Küçük gezimizin en unutulmaz anı ise Genç Osman’ın boğulduğu odaya girişimizdi. Doğrusu tüylerim ürperdi. Tutsakların kaldığı bölüm, her savaşta daha da küçültülen kapılar derken tarih boyunca orada yaşananları hayal etmeye çalıştım. İstanbul’un göbeğinde müthiş bir turist çekim potansiyeli olan bir anıt yapı var elimizde. Turan ve ekibinin çalışmalarıyla da hak ettiği noktaya gelecek gibi görünüyor.
Yaz bitti
Bodrum’da sezon bitti ama davetler bitmedi. Yalıkavak’ta hayata geçirilen Baran Terra A Mare projesinin tanıtımı için geçen cumartesi bir organizasyon yapıldı. Gecede Neslihan Yargıcı, Açelya Elmas, Aykut Gürel, Senem Gürel, Melek Boz gibi isimler vardı.

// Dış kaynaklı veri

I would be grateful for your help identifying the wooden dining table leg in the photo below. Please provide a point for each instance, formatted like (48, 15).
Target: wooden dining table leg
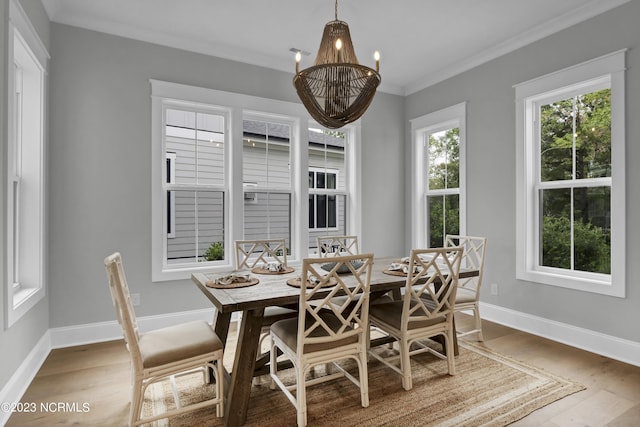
(221, 324)
(239, 389)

Hakan Aysev de sahneye çıktı. Yemekler ise birçok ünlü restoranın menüsünde imzası bulunan Deniz Ahmet Köse tarafından hazırlanmıştı. Havaya bakılırsa galiba bu yazın son Bodrum davetiydi.
Moda'da keyif
Bu yaz Moda’da Kayıkhane’nin yanı başına açılan Gardens of Garbo kısa sürede semtin en popüler mekânlarından biri haline gelmiş. Hafta içi alakasız saatlerde bile kalabalık burası. Peki kısaca Garbo dediğimiz mekanda neler var? Kahvaltı, öğle ve akşam yemekleri var.
Garbo, pazartesiden perşembeye kokteyl, şarap ve bira seçeneklerine özel hazırlanan aperatif menüsüyle misafirlerini 13.00- 18.00 saatleri arasında indirimli olarak ağırlıyor. Şarap ve peynir tabağı, bira ve zengin içerikli Garbo tabağı, sürahi sangria ve özel kokteyller mevcut. Anlayacağınız Garbo tam bir keyif mekanı.
Güz Cunda'sı
Cunda’daki Despot Evi’ni bu yaz ziyaret etmiştim. Gerçekten hem hikayesi, hem tarihi hem de başarılı restorasyonuyla Türk turizminin gurur duyulacak mekanlarından biri. Cunda’yı sadece yazları değil tüm yıl boyunca bir cazibe merkezi haline getirmek için uğraş veren Despot Evi güz aylarına özel etkinlikleriyle keşif dolu bir konaklama sunuyor.
Ekim ayında Cunda’da gerçekleşecek Zeytin Hasadı günlerinde otelde ‘Zeytinyağlı Ege Lezzetleri’ atölye çalışması düzenleniyor. Meraklısına duyurulur.